A second juror, who spoke to The New York Times on condition of anonymity, emerged soon after to say she too had shared her experience of abuse as jurors deliberated on whether to convict Maxwell or not.
What do Maxwell’s lawyers say?
After Scotty David revealed he was a victim of sexual abuse, Maxwell’s lawyers called for a new trial, with Christian Everdell writing to Judge Alison Nathan, who oversaw the case, to say there were “incontrovertible grounds” for the conviction to be overturned and for his client to be granted the chance of a retrial.
He called the matter “an issue of pressing importance,” saying disclosures by the juror “influenced the deliberations and convinced other members of the jury to convict Ms Maxwell.” Mr Everdell filed the letter shortly after asking Judge Nathan to open an inquiry into the juror’s statements.

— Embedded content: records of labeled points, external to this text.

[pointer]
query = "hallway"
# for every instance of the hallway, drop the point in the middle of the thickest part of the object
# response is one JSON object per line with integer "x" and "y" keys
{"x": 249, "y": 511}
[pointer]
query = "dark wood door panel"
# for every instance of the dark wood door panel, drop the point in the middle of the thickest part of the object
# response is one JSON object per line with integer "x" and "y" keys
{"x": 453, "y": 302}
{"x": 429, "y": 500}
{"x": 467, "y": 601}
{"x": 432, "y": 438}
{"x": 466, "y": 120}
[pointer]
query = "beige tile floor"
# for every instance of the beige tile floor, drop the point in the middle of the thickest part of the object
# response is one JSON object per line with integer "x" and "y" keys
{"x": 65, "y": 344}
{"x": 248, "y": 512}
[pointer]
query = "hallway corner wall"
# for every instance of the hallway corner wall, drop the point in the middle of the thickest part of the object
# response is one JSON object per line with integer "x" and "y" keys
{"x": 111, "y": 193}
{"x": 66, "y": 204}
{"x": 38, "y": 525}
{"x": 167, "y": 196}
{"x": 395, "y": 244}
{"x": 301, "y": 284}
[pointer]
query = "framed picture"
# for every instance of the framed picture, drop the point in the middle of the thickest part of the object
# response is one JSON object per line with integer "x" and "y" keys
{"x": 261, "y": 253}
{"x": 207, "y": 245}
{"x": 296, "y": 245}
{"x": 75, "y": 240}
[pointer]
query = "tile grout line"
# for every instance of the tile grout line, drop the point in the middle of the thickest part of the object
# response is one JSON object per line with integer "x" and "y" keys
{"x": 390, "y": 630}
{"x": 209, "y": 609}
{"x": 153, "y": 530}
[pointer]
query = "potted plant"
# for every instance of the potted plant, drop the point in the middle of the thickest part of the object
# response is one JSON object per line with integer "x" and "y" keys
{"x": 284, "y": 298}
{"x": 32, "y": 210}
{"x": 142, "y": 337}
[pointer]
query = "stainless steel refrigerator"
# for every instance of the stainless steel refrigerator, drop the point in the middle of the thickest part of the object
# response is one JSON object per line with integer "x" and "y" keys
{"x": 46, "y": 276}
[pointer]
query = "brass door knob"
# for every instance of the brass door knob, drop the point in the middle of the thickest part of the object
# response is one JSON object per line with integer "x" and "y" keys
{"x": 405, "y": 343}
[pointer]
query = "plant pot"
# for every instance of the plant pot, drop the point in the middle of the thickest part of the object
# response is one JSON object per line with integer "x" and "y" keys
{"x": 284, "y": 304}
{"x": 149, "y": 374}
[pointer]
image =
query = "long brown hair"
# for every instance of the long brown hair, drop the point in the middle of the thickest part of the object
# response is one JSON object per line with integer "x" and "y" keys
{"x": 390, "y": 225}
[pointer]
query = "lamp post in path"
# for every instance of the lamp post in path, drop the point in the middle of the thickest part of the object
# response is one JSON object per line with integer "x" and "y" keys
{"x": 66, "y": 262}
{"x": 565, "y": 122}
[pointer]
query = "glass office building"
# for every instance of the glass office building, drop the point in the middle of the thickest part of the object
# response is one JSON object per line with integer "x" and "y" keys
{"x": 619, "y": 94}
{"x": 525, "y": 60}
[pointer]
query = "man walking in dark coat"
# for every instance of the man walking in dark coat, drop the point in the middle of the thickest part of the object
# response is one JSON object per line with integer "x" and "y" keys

The judge’s decision on whether a new trial is warranted could hinge on how the juror responded to questions during jury selection about his experiences with sexual abuse, which legal experts said was a key question that defence lawyers were looking at to weed out potentially biased jurors.
Scotty David told Reuters on Tuesday he “flew through” the form and did not remember a question asking him if he was a victim of sexual abuse.
Will she get a new trial?
The prosecution said it would be willing to drop Maxwell’s outstanding charges of perjury if her conviction for sex trafficking were upheld.
The perjury charges concern allegations that the convicted sex trafficker lied about her knowledge of Epstein’s behaviour during depositions taken in 2016 for a separate civil case brought against her by the Duke of York’s accuser, Virginia Giuffre. Each charge carries a maximum five-year prison term.
In the Monday night letter to US District Judge Alison Judge Nathan, prosecutors said dismissing the two perjury counts would reflect the victims’ “significant interests in bringing closure to this matter and avoiding the trauma of testifying again.”
Lawyers for Maxwell said in the joint letter that they oppose setting any timetable for sentencing, claiming that the post-trial revelations are a “compelling basis” to overturn their client’s conviction and grant a new trial.
Judge Nathan gave Maxwell’s lawyers until 19 January to formally explain why the conviction should be overturned. Prosecutors have until 2 February to respond.
According to legal experts quoted by Reuters, a juror’s failure to disclose information is no guarantee of a conviction being overturned. They noted that many cases in which a conviction was overturned involved deliberate omission of information by a juror to try to get on the panel.
“The system does not favour overturning verdicts. We value finality,” said Laurie Levenson, a professor at Loyola Law School in Los Angeles, adding that the judge has “broad discretion” in this case.